Catalan numbers: bijection between applications of a binary operator and Dyck words.

The Wikipedia article on Catalan numbers lists various combinatorial objects that are described by them. I posit that there might be bijections between these various combinatorial objects. For some of them (like Dyck paths, correctly matched parentheses and paths from the bottom left to top right of a $2n \times 2n$ grid) they are quite obvious.

I was then trying to find a bijection between the number of Dyck words and the number of ways of associating $n$ applications of a binary operator to $n+1$ items (third one on the list). I attempted to do this for a simple case ($n=3$ which is the example provided in the Wikipedia article). However, couldn't find one after multiple hours. Is it reasonable to expect such a bijection will exist? If so, how do we go about finding it?

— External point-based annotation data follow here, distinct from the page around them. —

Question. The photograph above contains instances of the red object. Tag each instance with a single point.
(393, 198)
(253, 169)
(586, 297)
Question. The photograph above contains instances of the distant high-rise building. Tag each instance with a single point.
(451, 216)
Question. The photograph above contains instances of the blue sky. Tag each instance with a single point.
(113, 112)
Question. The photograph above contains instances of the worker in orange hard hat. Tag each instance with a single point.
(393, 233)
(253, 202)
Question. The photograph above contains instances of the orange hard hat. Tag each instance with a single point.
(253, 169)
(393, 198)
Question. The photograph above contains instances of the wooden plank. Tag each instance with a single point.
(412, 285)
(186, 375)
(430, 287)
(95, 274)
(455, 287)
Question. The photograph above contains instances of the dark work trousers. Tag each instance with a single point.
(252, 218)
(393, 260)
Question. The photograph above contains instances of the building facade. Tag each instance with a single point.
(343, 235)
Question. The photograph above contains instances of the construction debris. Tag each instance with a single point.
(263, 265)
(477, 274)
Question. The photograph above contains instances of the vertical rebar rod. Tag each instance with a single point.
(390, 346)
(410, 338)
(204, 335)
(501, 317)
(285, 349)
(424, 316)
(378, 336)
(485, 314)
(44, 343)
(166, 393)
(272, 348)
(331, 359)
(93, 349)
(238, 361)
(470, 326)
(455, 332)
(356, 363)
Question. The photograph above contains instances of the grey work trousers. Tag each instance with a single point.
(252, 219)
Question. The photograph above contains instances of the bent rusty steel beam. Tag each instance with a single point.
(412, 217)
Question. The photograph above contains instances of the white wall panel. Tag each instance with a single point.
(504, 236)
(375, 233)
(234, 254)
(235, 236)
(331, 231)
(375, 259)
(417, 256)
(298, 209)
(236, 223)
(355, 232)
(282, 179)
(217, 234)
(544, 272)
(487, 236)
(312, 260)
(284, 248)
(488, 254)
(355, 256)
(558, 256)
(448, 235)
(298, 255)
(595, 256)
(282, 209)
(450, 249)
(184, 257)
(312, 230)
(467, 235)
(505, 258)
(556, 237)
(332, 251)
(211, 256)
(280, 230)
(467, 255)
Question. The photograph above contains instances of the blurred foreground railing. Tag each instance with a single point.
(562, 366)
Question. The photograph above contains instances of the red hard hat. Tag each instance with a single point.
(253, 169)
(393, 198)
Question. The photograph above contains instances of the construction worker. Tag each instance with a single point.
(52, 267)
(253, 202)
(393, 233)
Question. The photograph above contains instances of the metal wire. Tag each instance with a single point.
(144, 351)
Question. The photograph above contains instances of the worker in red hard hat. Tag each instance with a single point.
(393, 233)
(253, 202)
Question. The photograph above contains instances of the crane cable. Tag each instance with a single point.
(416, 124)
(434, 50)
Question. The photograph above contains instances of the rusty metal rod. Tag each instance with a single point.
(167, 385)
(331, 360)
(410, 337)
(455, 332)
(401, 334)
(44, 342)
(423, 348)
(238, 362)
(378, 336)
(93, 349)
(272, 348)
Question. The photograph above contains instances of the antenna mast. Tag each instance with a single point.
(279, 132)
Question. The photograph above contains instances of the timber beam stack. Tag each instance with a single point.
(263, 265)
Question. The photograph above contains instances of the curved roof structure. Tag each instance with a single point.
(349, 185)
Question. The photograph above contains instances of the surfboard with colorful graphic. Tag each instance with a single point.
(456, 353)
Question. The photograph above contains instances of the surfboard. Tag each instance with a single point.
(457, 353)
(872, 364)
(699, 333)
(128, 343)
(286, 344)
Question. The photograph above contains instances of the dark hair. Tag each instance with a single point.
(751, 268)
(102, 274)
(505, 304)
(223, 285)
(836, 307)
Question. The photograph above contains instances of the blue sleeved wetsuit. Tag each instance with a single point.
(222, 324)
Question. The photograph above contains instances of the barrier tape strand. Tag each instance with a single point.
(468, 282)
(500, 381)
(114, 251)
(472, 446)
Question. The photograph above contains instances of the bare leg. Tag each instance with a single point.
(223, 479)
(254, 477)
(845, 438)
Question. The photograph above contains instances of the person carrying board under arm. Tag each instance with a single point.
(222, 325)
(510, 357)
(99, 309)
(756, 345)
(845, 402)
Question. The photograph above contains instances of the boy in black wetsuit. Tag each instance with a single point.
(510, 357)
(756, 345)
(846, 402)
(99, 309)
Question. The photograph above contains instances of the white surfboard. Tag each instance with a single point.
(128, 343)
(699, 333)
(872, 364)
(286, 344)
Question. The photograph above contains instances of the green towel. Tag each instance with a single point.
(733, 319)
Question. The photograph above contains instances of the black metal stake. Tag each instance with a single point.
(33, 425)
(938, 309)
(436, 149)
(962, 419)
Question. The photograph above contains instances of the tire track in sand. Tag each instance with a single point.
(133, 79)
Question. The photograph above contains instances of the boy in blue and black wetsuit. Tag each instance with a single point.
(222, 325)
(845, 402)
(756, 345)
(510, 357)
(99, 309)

EDIT: In addition to the very nice answer by @Marc, the following page also helped me see the bijection: http://math.sfsu.edu/federico/Clase/EC/Homework/3.3.Jorge.pdf

"Let $P$ be the Dyck path and $f(P)$ be the binary tree. If you go up in the Dyck path, create a left child. Otherwise, go up one vertex until creating a new right child is possible and create one."


Here is one of my attempts:

Number of Dyck words with length $2 \times 3$ is $\frac{6 \choose 3}{4} = 5$. They are:

hhhttt; hhthtt; hhttht; hthhtt; hththt

And the number of applications of a binary operator among $3+1=4$ factors is:

((ab)c)d; (a(bc))d; (ab)(cd); a((bc)d); a(b(cd))

Both combinatorial objects have been arranged in a way that there is some kind of ordering between them. For the Dyck words for example, if h equals +1 and t equals -1, then the order is lexicographical from the left to the right of the cumulative score along the sequence.

Now, the first and last characters of the Dyck words are always h and t respectively. So, we can ignore them. We are left with:

hhtt; htht; htth; thht; thth

I tried to start from the left of the sequence abcd and if I see 'h', merge the character with the one to its right. This approach didn't produce a valid mapping from the third Dyck word to the third binary operator precedence order.


Solution 1:

Yes this one is well known. Often for finding a bijection it suffices to compare the reasons why the two interpretations satisfy the fundamental recurrence $C_{n+1}=\sum_{i=0}^nC_i\,C_{n-i}$ for Catalan numbers. For $n+1$-leaf binary trees, which is what combining $n+1$ atoms using $n$ applications of a binary operator amounts to, this is quite clear: for $C_{n+1}$ one is looking at trees with $n+1$ internal nodes one of which is the root; if it has a left subtree with $i$ internal nodes its right subtree has $n-i$ internal nodes, and the value of $i$ together with the choice of such subtrees determines the tree. For $2n$-step Dyck paths it is slightly less natural since an asymmetric choice is necessary to decompose a path in sub-paths. Still there is a fairly obvious way to do this: the first step of a $2(n+1)$ step path is always an up-step (opening parenthesis), and there is a unique matching down-step (closing parenthesis) where we first re-descend to level$~0$. Then there are $2i$ steps in between them that form a Dyck path, and $2(n-i)$ steps left after the matching down-step, for some $0\leq i\leq n$. Repeating this decomposition constructs a binary tree associated to a Dyck path. For instance with $n=3$ and the path corresponding to $(())()$ one finds $i=1$ (the first descent to level$~0$ is at step$~4$) and the unique binary tree with $4$ leaves and the root in the middle: $(a*b)*(c*d)$. Note that the left-right symmetry is not preserved. Here are all $5$ cases with $n=3$: $$ \matrix{(~)~(~)~(~) & (~)~(~(~)~)~&(~(~)~)~(~) & (~(~)~(~)~)&(~(~(~)~)~)\\ a*(b*(c*d))&a*((b*c)*d) &(a*b)*(c*d) & (a*(b*c))*d & ((a*b)*c)*d} $$

Here is a maybe somewhat easier to see way to state this correspondence. First write the binary tree expression using symbols '[', '$*$', ']' together with atoms, so that each '$*$' has a pair '[' and ']' that surrounds its own operands, so for instance $a*((b*c)*d)$ becomes $[~a*[~[~b*c~]*d~]~]$ (note the outer brackets). Then substitute '(' for '[', and ')' for '$*$', and drop both the atoms and the symbols ']', to get a balanced list of parentheses, in the example $(.)((.)..)...$ where the dots mark positions where symbols were dropped.